O protótipo apresentado pela aluna idealiza uma nova paisagem para a Rua Evanildo Alves, via emblemática da Baixa, no limite com a Nova Holanda, uma espécie de fronteira interna não desenhada, mas muito bem conhecida por todos os moradores pelo histórico de violência e confrontos. Ponto de tensão natural por servir de limite entre territórios ocupados por facções diferentes, o local, não por acaso, passou a receber iniciativas da Redes da Maré, organização civil atuante na área, cuja diretora, Eliana Sousa Silva, professora e doutora em Serviço Social, é uma das coordenadoras da pós oferecida pelo Insper.
A divisa
O desenho proposto por Liliane, com ajuda de Inteligência Artificial, mostra a rua mais verde, com área de convívio definida, bancos e um valão que se transforma em curso d’água limpo e agradável. Na comparação com a imagem real, chama muito a atenção a ausência do muro alto e frio que separa o Ciep Elis Regina da rua. Em seu lugar, uma pequena portaria, um portão em arco com tijolos aparentes e grades que permitem a integração visual dos espaços.

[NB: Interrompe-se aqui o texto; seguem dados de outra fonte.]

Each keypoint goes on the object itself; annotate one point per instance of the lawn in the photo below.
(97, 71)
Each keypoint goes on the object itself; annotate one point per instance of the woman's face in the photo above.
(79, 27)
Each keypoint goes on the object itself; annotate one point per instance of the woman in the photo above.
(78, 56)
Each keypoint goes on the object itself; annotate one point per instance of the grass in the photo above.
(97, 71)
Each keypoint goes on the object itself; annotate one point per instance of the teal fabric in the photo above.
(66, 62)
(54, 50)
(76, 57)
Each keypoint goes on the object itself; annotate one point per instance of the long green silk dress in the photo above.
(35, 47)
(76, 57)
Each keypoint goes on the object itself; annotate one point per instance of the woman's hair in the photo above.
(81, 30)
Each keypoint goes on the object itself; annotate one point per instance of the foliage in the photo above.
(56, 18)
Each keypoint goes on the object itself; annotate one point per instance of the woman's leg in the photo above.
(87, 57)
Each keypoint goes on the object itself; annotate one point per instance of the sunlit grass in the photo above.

— Coloquei a grade no projeto, mas o ideal é que nem isso tivesse, que fosse um espaço integrado e voltado para convivência com o mobiliário urbano — diz a pesquisadora de 37 anos, que é mestre em Justiça e Segurança. — Eu tenho bem vivas na memória as cenas de violência que vi ali, gente picotada, era isso. Ao longo do tempo, foram sendo feitas pequenas ações pela Redes da Maré e a realidade hoje já é outra. Muitas vezes, pequenas intervenções têm mais impacto do que grandes obras.

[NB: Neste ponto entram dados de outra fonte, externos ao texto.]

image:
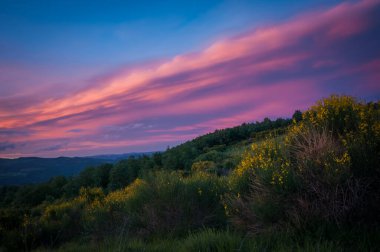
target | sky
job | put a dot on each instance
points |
(81, 78)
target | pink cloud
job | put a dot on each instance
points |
(270, 71)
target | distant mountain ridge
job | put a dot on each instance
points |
(30, 170)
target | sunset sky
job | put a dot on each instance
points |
(83, 78)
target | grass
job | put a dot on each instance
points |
(209, 240)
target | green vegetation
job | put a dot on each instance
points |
(306, 184)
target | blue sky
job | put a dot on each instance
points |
(97, 77)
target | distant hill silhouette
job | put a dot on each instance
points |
(30, 170)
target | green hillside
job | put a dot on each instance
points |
(310, 183)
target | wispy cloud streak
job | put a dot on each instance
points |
(269, 71)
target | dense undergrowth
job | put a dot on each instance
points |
(307, 185)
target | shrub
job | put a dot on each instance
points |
(319, 173)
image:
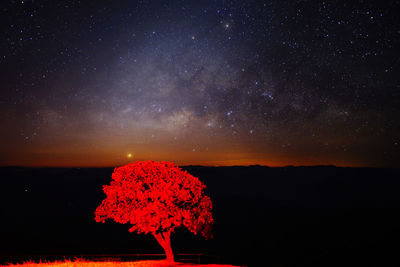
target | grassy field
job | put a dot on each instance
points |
(84, 263)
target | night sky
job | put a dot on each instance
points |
(104, 83)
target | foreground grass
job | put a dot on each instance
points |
(84, 263)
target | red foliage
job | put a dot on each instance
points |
(156, 197)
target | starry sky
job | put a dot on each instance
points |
(104, 83)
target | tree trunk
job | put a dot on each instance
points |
(164, 239)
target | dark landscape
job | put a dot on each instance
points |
(289, 216)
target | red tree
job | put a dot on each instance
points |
(156, 197)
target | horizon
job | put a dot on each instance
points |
(200, 83)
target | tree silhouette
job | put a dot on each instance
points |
(156, 197)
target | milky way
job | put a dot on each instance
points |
(85, 83)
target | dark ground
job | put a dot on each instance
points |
(293, 216)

No seu trabalho, a assistente social Liliane Santos propõe intervenções para a Rua Evanildo Alves, na Maré, via que ganhou fama como palco de casos de violência entre facções
Liliane Santos
No trabalho, que no título fala em “alternativas comunitárias de Segurança Pública sem enfrentamento armado”, ela cita a criação da Praça da Paz e do Memória da Maré como exemplos dessas pequenas ações que tiveram impacto positivo no local, segundo dados do projeto De Olho na Maré
A Rua Evanildo Alves foi o tema do trabalho de outro pós-graduado no Insper com apoio do Instituto Manu. Geógrafo formado pela UFRJ, Rian de Queiroz, de 29 anos, nasceu e cresceu no Parque Maré e escolheu a via famosa como tema do seu estudo: “Entre margens, um centro: transformação da Divisa, no conjunto de favelas da Maré – Fase 1: requalificação socioambiental”. Divisa, como já vimos, é a forma como a rua é tratada pelos moradores.

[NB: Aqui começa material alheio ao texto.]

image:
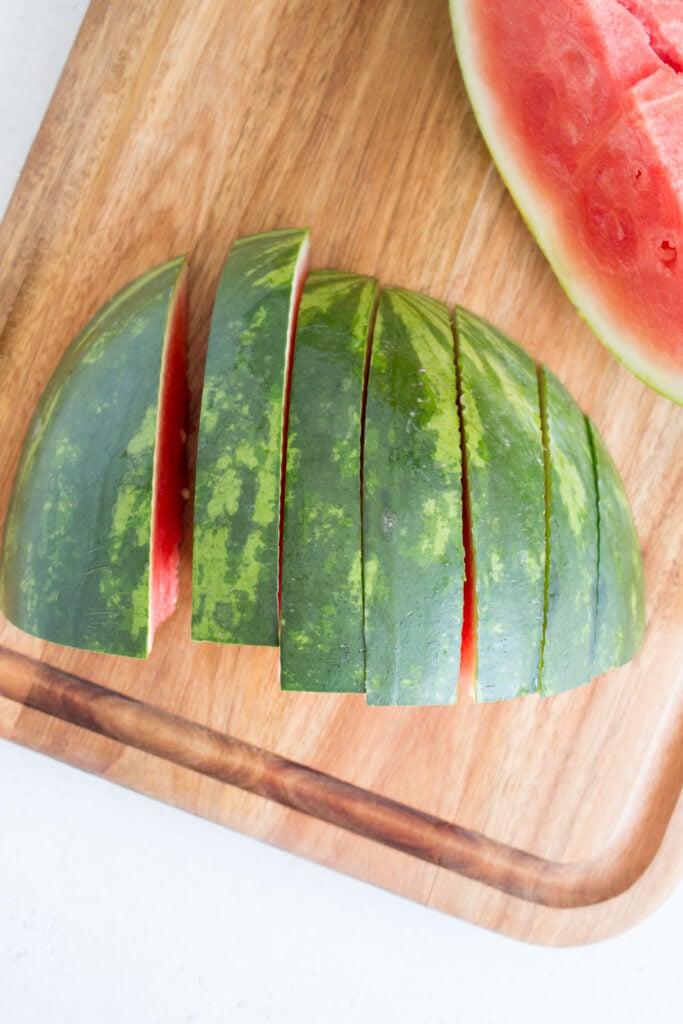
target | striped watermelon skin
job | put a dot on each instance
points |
(76, 557)
(412, 514)
(238, 487)
(506, 484)
(322, 638)
(620, 630)
(571, 565)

Ouvidos atentos. O historiador Franco Nascimento, que fez a pós-graduação do Insper, pesquisou sobre a Cruzada, onde sua a família vive há três gerações
Agência O Globo
Rian propôs uma requalificação socioambiental que inclua reciclagem, capacitação e integração com políticas públicas existentes. O foco do trabalho é o acúmulo de lixo no local, um dos sintomas do “problema da marginalização da rua” como ele escreve.
— O lixo é a marca visível, mas a raiz é a desigualdade socioeconômica. É uma galera que precisa sobreviver daquele lixo, então acabam surgindo grandes lixões ali, a céu aberto. A proposta do trabalho é fazer uma requalificação socioambiental integrando reciclagem, capacitação dessas pessoas de forma integrada com políticas públicas que já existem no município para criar uma forma de remunerar essas pessoas de forma justa — explica Rian.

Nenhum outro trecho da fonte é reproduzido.